Jesli to nie pomoze to zostaja tylko tabletki :)))
praca fizyczna nie pomaga :>
Jest. Jedyne co słychać w moim komputerze, to twardziele. Jest jeszcze pompka do wody, ale tej nie słychać już z pół metra od obudowy więc można ją pominąć. ;)
A ja to już całkiem mam bezsenność... zasypiem koło 2 w nocy, budzę się kilka razy a ostatecznie o 6.30 (Do szkoły) a co drugiej nocy nie przesypiam wcale...

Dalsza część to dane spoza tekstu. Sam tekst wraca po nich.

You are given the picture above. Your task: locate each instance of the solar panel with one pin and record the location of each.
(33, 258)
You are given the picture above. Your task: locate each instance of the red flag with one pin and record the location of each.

Ja za to jestem wyznawcą długiego spania... Ostatnio zasypiam o 22 i wstaje o 6.00 do szkoły... Najdziwniejsze jest to że jak wstaje do szkoły o tej 6.00 to chętnie pospał bym jeszcze chociaż 10 min, ale wiem że jak nie wstane to się spóźnie. Natomiast jak jest weekend i moge pospać nawet do 12.00 to budze się o 5.00-5.30 i już nie moge zasnąć... Głupie... Ale ja tak wcześnie chodze spać przez moich starych. Nie dają mi siedzeć przy kompie wieczorem... :( A tak bym sobi w CSa pograł. Potranował HeadShoty... A tak trzeba spać.... Dupa... A co do sposobów na sen to może po prostu pijesz za dużo kawy wieczorem... Nam te uczuciej jak sie kładziesz i nie możesz zasnąć... Leżysz be zruchu kilka godzin... I moglisz się o sen... O chwilę gdy odlecisz i zacznesz śnic.... Ale nic z tego... Ja też polecam muzyke. Klasyczną albo OST z LOTRA... :) Super muza!